Suena el despertador y quiero bajarme
del mundo, un ratito. Me llega el olor a café, y no necesito alargar la
mano para saber que el otro lado de mi cama está vacío ya. Voy directa a
la cocina o ya no tendré ni siquiera ese abrazo en la mañana que, a
pesar de llevar dos años viviendo juntos, aún necesito. El estrés no le
quita la sonrisa, ahí está, toda mía en cuanto me ve entrar, y prepara
mi taza especial para servirme el líquido que siempre digo que me da
media vida, cada mañana. Le abrazo, hago hueco en su cuello, cierro los
ojos y me transporto unos segundos, no tengo mucho más. Estoy en casa.

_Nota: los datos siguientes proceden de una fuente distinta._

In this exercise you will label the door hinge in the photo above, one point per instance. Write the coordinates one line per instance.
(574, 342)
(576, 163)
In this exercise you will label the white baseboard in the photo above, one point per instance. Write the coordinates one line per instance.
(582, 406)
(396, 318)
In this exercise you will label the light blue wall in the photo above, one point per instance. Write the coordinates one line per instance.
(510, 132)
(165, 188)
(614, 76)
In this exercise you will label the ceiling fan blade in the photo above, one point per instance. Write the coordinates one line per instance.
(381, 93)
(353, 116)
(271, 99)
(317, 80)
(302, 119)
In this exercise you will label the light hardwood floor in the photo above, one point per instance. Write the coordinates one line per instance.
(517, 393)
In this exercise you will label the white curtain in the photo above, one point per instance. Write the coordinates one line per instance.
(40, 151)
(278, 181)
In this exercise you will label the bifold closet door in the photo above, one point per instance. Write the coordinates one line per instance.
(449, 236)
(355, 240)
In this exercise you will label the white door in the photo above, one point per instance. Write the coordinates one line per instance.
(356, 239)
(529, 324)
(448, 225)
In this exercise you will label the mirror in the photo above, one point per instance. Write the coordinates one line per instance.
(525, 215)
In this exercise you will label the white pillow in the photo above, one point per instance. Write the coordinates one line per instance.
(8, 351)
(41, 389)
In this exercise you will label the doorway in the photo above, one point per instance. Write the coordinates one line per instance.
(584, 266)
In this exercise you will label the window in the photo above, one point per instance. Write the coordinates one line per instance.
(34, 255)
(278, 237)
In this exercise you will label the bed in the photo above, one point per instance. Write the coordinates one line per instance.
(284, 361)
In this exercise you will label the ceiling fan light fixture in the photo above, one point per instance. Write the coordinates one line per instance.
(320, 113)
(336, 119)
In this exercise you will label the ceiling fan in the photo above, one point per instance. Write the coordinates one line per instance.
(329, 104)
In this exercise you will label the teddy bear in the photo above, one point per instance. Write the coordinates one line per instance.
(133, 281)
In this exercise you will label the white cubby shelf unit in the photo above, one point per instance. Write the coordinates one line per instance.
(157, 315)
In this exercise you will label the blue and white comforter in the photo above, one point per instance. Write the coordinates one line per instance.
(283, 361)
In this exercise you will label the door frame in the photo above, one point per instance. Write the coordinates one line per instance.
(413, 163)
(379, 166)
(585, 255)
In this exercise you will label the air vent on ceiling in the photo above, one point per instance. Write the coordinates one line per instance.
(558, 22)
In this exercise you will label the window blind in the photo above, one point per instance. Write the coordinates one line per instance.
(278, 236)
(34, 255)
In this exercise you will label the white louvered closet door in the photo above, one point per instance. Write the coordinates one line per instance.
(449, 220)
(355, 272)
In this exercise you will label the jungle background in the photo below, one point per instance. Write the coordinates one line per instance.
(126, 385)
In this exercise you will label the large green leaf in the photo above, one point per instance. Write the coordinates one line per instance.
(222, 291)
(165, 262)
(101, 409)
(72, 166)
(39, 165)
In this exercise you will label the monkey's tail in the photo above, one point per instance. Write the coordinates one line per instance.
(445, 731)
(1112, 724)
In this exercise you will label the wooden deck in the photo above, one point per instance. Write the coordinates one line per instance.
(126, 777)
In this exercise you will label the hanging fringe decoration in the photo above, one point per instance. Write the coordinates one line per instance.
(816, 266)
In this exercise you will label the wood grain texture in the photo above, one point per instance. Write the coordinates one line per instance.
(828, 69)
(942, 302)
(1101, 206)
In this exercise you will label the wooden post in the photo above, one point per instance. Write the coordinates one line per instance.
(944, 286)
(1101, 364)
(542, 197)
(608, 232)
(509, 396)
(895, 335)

Ese abrazo es el que me da la vida en realidad, pero lo callo, lo sabe.
Se marcha a la carrera, como siempre, y
saboreo el café un poco, paladeando el eco de sus brazos en mi cuerpo.
Las margaritas me sonríen desde la mesa de la cocina y es que, son las
únicas a las que miro, despreciando el rojo ensordecedor de las rosas a
su lado; como a él, que es el único al que sigo deseando. Aún me
sorprende ese ramo, él no es especialmente detallista.